Hacía muchos años que Chiquinha Setenta había perdido la paciencia para ciertas cosas.

A ver hijo de tu puta madre –dijo– ¿crees que no tengo dinero para comprarme un celular, cabrón? Mira que yo soy una mujer de negocios y te puedo comprar a ti y a toda tu pinche familia… Agárrame a ese albino de mierda ahoritita, que él mismo fue el que me lo robó…

Hasta aquel momento, el único ocupante del taxi que todavía no había dicho absolutamente nada y ni siquiera había emitido sonido alguno (si añadimos al intercambio de palabras y a los comentarios de la mayoría de los pasajeros los grititos de la estudiante de cabellos alaciados y tufo en los sobacos) era el chofer. Se había limitado a conducir el vehículo, a rebasar arriesgadamente a sus competidores directos mientras los saludaba con gestos efusivos y a tocar el claxon de improviso contra los incautos que, aquel día, se habían atrevido a enfrentar el tránsito caótico y violento de la ciudad. Cuando la confusión del celular comenzó, él paró inmediatamente el carro y le hizo una discreta señal al cobrador, el cual, sin que nadie se hubiera dado cuenta, atrancó la única puerta de salida de los pasajeros. Pasados algunos minutos, como la discusión no paraba de darle vueltas a su misma cola, y se volvía cada vez más tenebrosa, el chofer sacó su propio celular de la bolsa del pantalón y preguntó, dirigiéndose a Chiquinha Setenta (pues era necesario acabar con esa bronca de kimbundu de una vez por todas pues el día estaba iniciando y él tenía mucho trabajo; además, el narrador precisa de terminar este relato de cualquier manera…):

Doña, ¿cuál es su número? Hasta hoy, el caso del garante de la seguridad y del orden interno que robó el celular de Chiquinha Setenta es conocido en la ciudad, no se sabe bien por qué, como “el caso del bota-que-atendía-telefonazos”[3].

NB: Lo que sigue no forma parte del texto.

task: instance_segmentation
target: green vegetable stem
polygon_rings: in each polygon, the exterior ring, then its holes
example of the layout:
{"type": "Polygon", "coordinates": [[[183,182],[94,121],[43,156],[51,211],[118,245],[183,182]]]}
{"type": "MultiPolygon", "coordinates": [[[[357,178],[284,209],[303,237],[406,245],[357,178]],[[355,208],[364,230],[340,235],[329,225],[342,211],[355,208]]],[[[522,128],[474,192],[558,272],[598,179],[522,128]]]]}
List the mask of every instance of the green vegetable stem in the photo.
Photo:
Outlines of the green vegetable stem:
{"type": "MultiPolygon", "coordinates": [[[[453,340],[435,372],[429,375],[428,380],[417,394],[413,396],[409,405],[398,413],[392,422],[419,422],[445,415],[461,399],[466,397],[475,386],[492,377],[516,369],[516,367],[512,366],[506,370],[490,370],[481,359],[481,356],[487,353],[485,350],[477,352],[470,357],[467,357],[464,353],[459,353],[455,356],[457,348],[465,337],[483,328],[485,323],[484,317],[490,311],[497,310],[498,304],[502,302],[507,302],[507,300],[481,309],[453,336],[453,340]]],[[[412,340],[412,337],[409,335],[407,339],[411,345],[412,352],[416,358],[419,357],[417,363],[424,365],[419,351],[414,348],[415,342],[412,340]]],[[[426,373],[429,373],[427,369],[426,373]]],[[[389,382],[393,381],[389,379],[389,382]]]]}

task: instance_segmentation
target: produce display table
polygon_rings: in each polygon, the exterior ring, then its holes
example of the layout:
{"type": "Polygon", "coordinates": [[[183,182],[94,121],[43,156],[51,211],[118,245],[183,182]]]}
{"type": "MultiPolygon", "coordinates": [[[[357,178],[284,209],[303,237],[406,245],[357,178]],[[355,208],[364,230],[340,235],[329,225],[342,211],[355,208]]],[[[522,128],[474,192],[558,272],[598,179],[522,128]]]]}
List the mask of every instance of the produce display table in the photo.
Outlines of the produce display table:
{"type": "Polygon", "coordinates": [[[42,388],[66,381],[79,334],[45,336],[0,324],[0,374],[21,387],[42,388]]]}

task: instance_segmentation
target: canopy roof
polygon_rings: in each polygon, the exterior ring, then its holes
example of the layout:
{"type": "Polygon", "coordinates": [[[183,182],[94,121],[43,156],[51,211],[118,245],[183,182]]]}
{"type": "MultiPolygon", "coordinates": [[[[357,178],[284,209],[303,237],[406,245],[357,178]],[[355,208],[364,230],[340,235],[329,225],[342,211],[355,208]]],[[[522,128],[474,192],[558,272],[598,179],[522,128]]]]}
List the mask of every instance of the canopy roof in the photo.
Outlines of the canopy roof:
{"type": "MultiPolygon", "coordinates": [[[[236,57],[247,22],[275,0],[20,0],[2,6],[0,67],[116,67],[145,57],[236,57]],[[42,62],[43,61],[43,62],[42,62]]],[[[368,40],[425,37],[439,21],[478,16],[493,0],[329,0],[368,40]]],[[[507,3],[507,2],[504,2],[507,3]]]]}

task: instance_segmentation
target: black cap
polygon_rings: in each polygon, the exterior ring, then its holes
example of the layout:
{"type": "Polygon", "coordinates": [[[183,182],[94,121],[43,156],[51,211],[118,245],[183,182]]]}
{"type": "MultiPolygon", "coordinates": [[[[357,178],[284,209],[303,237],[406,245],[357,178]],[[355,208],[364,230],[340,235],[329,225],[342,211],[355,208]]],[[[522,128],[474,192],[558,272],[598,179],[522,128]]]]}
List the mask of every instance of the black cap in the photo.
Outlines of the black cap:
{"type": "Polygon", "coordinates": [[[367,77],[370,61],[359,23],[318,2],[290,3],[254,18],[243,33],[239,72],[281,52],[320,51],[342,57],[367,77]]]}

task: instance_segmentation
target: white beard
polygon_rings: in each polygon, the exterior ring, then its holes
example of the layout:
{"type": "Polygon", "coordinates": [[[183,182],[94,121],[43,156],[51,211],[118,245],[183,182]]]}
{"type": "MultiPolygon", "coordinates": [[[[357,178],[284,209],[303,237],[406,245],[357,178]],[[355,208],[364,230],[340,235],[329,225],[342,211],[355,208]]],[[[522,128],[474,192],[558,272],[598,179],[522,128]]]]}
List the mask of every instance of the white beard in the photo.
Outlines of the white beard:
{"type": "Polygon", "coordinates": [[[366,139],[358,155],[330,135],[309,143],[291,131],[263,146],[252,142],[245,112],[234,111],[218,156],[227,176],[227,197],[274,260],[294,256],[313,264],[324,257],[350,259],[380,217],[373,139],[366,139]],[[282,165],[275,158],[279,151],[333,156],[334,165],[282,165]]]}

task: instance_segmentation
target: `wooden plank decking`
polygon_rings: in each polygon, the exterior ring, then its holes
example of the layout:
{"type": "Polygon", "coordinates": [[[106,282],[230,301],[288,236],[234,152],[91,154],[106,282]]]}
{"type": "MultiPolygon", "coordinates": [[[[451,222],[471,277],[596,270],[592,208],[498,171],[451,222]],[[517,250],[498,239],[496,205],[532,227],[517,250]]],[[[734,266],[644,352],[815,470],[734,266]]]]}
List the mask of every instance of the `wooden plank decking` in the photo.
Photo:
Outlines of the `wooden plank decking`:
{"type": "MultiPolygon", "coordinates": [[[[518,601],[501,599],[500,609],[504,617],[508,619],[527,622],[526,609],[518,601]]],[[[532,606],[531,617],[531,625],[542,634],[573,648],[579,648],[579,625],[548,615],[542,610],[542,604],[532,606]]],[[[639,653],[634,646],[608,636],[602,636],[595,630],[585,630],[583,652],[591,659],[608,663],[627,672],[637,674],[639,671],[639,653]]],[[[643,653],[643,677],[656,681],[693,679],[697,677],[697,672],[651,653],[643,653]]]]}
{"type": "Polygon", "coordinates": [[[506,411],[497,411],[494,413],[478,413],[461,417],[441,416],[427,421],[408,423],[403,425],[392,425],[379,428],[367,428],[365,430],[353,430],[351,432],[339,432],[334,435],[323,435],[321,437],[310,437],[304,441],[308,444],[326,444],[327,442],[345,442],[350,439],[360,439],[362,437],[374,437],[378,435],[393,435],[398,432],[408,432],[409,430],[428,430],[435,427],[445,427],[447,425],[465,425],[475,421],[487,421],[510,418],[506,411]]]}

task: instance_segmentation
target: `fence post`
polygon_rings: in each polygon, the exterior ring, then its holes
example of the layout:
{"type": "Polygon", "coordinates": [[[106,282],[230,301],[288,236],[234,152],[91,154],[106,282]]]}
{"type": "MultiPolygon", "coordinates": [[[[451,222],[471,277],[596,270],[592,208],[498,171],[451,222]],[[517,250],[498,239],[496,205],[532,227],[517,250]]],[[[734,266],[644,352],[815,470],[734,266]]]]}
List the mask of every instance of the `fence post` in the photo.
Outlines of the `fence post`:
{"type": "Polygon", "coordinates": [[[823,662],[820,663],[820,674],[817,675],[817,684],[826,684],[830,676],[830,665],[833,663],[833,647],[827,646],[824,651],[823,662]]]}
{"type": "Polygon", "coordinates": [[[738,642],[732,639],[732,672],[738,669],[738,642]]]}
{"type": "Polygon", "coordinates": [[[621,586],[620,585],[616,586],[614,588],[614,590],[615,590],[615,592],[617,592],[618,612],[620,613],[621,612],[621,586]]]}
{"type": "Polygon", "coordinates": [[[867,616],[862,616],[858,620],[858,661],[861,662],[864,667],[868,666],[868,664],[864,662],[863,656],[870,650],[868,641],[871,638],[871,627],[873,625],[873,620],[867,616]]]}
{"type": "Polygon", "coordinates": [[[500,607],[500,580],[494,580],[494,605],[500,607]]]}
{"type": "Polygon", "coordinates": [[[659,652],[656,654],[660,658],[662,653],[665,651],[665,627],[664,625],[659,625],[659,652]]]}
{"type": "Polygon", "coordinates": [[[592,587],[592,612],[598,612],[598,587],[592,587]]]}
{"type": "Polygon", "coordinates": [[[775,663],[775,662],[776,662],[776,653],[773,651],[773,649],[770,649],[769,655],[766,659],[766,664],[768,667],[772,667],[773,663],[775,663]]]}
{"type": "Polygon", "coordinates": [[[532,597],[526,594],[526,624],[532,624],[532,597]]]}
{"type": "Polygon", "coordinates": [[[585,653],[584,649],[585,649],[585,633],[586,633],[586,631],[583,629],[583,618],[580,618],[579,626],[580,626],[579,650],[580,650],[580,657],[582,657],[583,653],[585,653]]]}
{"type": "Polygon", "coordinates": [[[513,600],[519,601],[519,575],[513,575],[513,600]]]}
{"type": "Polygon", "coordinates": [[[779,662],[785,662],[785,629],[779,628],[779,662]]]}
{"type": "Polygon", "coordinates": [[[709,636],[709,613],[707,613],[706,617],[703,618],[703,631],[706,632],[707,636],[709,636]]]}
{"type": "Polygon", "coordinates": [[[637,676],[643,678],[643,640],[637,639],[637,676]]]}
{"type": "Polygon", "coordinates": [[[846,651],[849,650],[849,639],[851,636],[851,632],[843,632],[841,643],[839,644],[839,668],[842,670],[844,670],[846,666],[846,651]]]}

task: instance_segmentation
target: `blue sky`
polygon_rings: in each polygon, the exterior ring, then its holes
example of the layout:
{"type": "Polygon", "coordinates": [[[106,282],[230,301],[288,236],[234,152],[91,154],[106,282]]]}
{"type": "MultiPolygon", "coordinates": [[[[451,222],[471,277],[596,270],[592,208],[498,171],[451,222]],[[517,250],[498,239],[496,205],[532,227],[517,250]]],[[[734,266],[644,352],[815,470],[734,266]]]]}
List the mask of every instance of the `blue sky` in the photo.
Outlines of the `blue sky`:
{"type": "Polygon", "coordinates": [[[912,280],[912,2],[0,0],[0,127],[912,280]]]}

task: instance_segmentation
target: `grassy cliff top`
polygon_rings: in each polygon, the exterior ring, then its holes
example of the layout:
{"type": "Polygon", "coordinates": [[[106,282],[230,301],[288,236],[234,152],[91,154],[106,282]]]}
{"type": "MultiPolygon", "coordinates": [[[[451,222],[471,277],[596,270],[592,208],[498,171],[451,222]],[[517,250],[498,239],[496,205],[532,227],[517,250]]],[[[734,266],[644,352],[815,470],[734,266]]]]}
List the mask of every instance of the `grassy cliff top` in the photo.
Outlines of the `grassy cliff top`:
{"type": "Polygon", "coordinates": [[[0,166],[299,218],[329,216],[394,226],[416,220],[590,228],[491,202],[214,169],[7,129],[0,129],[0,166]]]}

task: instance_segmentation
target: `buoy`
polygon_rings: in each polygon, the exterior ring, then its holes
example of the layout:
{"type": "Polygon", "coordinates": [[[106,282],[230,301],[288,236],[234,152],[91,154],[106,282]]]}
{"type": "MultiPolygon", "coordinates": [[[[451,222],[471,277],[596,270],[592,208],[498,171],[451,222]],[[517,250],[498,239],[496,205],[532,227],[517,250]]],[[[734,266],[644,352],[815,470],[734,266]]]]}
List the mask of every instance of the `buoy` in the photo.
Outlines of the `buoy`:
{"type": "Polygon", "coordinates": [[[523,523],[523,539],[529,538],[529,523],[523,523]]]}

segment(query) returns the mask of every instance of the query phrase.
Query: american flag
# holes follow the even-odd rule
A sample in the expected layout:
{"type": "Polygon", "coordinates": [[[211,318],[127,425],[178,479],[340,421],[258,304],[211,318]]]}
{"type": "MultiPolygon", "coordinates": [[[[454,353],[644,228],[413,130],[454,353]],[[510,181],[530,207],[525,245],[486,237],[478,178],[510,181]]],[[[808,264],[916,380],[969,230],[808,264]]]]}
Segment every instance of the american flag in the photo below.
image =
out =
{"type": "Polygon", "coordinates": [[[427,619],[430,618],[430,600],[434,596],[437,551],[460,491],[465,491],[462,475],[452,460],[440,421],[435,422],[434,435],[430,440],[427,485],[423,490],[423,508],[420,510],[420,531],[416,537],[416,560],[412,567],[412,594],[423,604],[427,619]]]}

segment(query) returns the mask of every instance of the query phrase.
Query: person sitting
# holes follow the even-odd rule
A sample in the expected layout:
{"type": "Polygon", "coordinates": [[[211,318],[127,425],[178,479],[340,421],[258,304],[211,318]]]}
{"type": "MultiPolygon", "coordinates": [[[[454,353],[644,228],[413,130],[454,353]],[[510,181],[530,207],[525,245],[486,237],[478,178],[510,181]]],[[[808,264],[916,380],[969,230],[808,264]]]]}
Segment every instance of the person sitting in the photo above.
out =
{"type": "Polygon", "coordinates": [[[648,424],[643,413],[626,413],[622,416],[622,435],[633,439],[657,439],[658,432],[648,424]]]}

[1] “Jimboas” en el original. Nota del traductor (N. del T.)

[2] FAPLA fueron las siglas de las Forças Armadas Populares de Libertação de Angola que constituyeron el ejército mismo del estado de Angola desde su conformación como nación independiente en 1975 hasta 1991. El nombre es tomado del Movimiento Popular de Libertação de Angola, el grupo armado que logró, finalmente, expulsar a los invasores portugueses y consolidarse en el poder. Aquí, Chiquinha Setenta afirma que se une a las FAPLA “después de la independencia” porque la expulsión de los otrora colonizadores no significó la paz en el país, sino que tuvieron que resistir la invasión de la Sudáfrica del apartheid (quien buscaba anexarla, como había hecho con Namibia) y enfrentar a otros grupos armados locales pero financiados por los EE.UU. y el mencionado y racista estado sudafricano. N. del T.

[3] Cabe aclarar que, en el portugués angolano, “bota” es una palabra que se utiliza para designar lo mismo que en el español: un tipo de calzado. Y, por consecuente sinécdoque, también se utiliza para referirse a los policías y a los miembros de la policía militar, quienes suelen calzarlas. Más aún —y tal vez por ese amor incontrolable que a veces se siente por los elementos del orden público en ciertos, o en todos, los países— “bota” también se utiliza como sinónimo de “estúpido”. N. del T.